The mechanisms underlying neurodegeneration in amyotrophic lateral sclerosis (ALS) are multifactorial
and include genetic and environmental factors. Nowadays, it is well accepted that neuronal loss is driven by
non-cell autonomous toxicity. Non-neuronal cells, such as astrocytes, have been described to significantly contribute
to motoneuron cell death and disease progression in cell culture experiments and animal models of ALS.
Astrocytes are essential for neuronal survival and function by regulating neurotransmitter and ion homeostasis,
immune response, blood flow and glucose uptake, antioxidant defence and growth factor release. Based on their
significant functions in “housekeeping” the central nervous system (CNS), they are no longer thought to be passive
bystanders but rather contributors to ALS pathogenesis. Findings from animal models have broadened our
knowledge about different pathomechanisms in ALS, but therapeutic approaches to impede disease progression
failed. So far, there is no cure for ALS and effective medication to slow down disease progression is limited.

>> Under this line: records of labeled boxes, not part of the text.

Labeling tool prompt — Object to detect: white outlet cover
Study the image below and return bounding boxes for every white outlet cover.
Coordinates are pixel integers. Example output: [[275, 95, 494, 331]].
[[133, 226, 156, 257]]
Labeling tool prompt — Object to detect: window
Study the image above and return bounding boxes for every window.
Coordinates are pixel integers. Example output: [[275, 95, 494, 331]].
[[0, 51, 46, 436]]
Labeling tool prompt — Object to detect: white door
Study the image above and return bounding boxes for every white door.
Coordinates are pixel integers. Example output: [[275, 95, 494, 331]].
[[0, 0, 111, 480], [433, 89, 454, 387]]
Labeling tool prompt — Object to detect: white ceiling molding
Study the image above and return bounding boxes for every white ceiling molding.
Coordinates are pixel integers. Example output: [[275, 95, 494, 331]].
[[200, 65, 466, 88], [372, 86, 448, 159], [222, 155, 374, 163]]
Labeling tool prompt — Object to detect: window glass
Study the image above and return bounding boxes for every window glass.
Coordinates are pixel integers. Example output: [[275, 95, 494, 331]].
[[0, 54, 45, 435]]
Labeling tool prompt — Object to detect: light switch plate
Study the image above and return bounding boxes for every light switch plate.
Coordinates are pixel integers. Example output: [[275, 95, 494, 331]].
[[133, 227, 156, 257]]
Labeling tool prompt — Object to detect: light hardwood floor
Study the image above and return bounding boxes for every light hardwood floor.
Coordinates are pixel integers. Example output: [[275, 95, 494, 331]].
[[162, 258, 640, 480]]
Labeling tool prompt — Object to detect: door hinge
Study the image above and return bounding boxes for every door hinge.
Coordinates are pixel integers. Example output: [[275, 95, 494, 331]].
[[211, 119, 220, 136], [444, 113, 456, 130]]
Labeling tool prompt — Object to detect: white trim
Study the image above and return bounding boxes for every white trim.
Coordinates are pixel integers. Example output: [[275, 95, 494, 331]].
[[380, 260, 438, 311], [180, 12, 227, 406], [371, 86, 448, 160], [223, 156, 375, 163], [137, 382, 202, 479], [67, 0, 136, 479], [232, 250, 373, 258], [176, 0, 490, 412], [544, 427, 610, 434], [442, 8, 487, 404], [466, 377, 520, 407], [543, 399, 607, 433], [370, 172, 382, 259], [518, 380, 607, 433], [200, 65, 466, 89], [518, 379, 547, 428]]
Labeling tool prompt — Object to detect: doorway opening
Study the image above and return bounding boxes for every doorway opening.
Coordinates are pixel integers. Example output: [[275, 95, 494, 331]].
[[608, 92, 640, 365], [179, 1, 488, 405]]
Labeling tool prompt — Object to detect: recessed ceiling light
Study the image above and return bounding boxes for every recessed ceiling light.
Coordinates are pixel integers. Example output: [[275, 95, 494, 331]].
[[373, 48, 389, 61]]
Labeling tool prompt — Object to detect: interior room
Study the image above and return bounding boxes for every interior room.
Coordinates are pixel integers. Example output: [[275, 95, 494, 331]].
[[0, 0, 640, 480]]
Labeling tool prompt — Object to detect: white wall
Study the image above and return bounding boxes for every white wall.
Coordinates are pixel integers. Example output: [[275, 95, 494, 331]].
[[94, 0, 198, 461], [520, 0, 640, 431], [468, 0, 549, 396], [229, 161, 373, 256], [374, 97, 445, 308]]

Targeting only a single aspect of this multifactorial disease may exhibit therapeutic limitations. Hence, novel
cellular targets must be defined and new pharmaceutical strategies, such as combinatorial drug therapies are urgently
The present review discusses the physiological role of astrocytes and current hypotheses of astrocyte pathology in
ALS. Furthermore, recent investigation of potential drug candidates in astrocyte cell culture systems and animal
models, as well as data obtained from clinical trials, will be addressed. The central role of astrocytes in ALS
pathogenesis makes them a promising target for pharmaceutical interventions.